Снова вступает глубокий Голос Истории: «Но сезон шел своим чередом, и, когда первый снег лег на газон, слышнее стал стук мяча по паркету и гулкие крики „Бросай!“ в крытом манеже…»

Рон закрыл глаза.

«Игра с Миннесотой, — объявил новый, более высокий голос, — и для кое-кого из наших четверокурсников — последняя игра за красно-белых… Игроки готовы выйти на площадку, где их с нетерпением ждут. Переполненные трибуны встретят громкими аплодисментами тех, кого уже не увидят в будущем году. Вот выходит Ларри Гарднер, рослый седьмой номер, Большой Ларри из Акрона, Огайо…»

«Ларри…» — взревел громкоговоритель; «Ларри», — подхватила толпа.

«А вот выходит, ведя мяч, Рон Патимкин. Рон, номер одиннадцатый, из Шорт-Хиллз, Нью-Джерси. Последняя игра Большого Рона, и болельщики Огайо не скоро забудут его…»

Большой Рон напрягся на кровати, когда громкоговоритель назвал его имя, а от оваций в его честь, должно быть, задрожали сетки на кольцах. Затем объявили остальных игроков, а затем баскетбольный сезон закончился, потом была Религиозная неделя, Выпускной бал (на крыше спортивного зала гремел Билли Мэй[40]), студенческий капустник, выступление Э. Э. Каммингса перед студентами (стихи, молчание, аплодисменты), и, наконец, Актовый день:

«В этот особый день студенческий городок притих. Для нескольких тысяч молодых мужчин и женщин это радостное и в то же время грустное событие, а для их родителей это день смеха и день слез. Это ясный день цветущего лета, седьмое июня одна тысяча девятьсот пятьдесят седьмого года, и для собравшихся здесь молодых американцев — самый волнующий день их жизни. Многие теперь долго не увидят университет и Колумбус. Жизнь зовет нас, и мы взволнованно, пусть не без робости, уходим в мир из этих ставших нам родными, увитых плющом стен. Но не от воспоминаний. Они будут вечными спутниками, если не фундаментом нашей жизни. Мы обретем мужей и жен, мы обретем дома и работу, мы произведем на свет детей и внуков, но мы не забудем тебя, Университет. В грядущие годы мы понесем с собой воспоминания о тебе, Университет Огайо…»
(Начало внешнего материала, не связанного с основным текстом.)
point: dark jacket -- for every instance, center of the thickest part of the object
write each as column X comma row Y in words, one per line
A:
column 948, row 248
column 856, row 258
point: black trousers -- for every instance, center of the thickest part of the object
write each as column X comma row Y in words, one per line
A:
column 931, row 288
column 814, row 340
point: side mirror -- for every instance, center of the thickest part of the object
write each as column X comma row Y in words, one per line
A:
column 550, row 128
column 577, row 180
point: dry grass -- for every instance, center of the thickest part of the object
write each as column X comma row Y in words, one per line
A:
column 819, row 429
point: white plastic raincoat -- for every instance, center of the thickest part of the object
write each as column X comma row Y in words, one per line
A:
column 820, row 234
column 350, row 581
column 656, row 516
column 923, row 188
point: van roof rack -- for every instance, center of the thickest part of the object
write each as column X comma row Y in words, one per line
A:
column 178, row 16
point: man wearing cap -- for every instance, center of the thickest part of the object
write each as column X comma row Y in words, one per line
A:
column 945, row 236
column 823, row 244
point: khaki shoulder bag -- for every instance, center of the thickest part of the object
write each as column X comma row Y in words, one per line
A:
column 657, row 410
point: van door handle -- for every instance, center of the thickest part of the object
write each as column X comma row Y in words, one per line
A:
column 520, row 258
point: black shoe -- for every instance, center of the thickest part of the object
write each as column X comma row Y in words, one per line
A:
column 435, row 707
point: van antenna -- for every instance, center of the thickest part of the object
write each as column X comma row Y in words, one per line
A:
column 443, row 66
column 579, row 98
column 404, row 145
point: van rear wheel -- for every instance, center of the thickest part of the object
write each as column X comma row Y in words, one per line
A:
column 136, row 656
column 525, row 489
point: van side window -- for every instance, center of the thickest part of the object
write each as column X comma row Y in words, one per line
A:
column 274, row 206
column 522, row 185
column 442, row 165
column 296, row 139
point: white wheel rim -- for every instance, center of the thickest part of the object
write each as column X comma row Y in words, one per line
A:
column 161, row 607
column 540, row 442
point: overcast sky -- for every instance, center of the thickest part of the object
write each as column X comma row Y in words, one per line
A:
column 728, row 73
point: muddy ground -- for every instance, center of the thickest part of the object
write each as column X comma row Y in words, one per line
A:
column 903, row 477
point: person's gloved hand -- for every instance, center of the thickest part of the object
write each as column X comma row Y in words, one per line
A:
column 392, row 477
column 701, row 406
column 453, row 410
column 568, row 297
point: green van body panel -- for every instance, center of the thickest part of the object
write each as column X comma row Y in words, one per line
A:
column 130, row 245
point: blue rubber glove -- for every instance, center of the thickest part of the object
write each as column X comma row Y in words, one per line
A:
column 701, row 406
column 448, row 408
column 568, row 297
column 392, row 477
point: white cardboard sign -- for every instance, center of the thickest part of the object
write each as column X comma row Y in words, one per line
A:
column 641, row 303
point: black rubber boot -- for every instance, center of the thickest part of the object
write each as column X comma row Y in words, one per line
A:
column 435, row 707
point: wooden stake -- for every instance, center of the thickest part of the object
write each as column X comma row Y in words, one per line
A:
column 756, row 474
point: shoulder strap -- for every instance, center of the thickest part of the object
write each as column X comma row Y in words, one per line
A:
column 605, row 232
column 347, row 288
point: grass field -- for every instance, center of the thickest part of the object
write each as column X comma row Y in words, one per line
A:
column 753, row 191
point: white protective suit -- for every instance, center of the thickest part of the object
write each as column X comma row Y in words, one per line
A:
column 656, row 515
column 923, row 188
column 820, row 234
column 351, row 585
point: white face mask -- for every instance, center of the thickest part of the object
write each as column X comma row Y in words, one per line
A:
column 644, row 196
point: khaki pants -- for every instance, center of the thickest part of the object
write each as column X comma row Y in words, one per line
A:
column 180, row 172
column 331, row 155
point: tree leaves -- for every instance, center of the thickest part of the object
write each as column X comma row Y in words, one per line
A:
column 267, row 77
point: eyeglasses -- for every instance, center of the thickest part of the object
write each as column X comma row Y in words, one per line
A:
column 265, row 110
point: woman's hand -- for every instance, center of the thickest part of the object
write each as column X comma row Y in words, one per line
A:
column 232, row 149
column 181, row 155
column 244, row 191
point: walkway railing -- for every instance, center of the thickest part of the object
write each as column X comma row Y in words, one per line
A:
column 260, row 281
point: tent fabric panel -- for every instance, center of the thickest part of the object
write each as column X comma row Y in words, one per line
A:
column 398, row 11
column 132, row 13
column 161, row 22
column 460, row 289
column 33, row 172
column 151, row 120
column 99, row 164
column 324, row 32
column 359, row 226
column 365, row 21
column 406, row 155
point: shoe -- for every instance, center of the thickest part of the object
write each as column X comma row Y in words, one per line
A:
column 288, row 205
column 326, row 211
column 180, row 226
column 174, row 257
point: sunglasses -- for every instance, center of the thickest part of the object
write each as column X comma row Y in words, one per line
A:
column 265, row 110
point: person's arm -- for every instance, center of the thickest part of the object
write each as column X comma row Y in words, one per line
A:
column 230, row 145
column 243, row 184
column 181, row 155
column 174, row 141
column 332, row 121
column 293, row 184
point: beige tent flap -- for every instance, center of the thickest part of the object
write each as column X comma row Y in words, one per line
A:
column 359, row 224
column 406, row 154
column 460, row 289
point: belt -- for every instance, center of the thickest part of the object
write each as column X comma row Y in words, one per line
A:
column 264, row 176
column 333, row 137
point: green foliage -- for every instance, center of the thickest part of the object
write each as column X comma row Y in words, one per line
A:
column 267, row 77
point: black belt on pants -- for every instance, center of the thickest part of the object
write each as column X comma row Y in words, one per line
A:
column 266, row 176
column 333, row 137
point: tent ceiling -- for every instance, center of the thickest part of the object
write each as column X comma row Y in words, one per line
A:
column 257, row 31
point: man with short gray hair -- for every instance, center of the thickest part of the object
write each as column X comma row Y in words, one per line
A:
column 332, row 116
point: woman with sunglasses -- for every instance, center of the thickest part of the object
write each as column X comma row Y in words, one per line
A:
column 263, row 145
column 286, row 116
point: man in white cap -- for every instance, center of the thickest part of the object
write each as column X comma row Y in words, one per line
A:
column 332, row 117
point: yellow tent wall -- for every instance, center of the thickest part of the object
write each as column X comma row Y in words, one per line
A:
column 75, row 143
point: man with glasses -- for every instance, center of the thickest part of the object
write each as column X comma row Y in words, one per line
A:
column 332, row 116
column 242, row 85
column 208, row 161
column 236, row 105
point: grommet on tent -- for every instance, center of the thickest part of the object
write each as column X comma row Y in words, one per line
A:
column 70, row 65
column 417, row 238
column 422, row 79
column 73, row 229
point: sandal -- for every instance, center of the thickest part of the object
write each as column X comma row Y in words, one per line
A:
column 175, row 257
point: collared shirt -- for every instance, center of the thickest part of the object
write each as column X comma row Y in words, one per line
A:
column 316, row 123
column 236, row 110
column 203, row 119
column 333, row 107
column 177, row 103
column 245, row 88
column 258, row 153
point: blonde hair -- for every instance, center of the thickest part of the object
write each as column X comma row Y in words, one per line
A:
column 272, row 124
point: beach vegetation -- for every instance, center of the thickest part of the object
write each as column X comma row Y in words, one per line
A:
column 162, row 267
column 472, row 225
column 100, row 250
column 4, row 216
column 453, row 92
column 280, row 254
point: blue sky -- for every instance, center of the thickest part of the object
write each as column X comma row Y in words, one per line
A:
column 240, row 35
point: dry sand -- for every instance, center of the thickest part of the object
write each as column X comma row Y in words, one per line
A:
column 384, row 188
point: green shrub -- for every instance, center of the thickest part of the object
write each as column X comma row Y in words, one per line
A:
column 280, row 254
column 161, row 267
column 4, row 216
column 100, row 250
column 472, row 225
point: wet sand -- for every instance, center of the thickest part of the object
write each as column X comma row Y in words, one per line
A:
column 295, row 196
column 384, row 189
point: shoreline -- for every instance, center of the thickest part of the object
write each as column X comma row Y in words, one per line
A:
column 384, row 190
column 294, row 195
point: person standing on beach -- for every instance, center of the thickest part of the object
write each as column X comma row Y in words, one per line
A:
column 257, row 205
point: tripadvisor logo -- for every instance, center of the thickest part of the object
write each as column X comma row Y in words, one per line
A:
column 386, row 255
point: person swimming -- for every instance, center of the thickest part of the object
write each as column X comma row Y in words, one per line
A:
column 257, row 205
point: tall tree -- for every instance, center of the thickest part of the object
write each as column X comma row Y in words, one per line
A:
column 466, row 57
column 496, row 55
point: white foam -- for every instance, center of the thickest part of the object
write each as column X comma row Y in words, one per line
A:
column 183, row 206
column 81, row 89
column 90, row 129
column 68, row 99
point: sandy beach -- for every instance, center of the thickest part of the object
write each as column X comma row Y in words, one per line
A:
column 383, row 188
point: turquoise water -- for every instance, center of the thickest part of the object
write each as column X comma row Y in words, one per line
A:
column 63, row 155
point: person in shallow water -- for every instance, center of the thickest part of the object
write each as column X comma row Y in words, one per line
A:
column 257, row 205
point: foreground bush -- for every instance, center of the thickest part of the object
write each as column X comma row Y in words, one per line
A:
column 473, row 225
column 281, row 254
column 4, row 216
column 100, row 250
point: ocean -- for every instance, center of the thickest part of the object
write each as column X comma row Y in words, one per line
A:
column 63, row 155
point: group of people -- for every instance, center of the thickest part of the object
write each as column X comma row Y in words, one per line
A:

Медленно и тихо университетский оркестр начинает играть гимн, а потом колокола бьют последний час. Тихо, мягко, потому что весна…

Жилистые руки Рона покрылись гусиной кожей, а Голос продолжал: «Мы вручаем себя тебе, мир, мы идем к тебе за Жизнью. А тебе, Университет штата Огайо, тебе, Колумбус, мы говорим спасибо. Спасибо и прощай. Мы будем скучать по тебе, и осенью, и зимой, и весной, но однажды мы вернемся. А пока что прощай, Университет Огайо, прощайте, красно-белые, прощай, Колумбус… прощай, Колумбус… прощай».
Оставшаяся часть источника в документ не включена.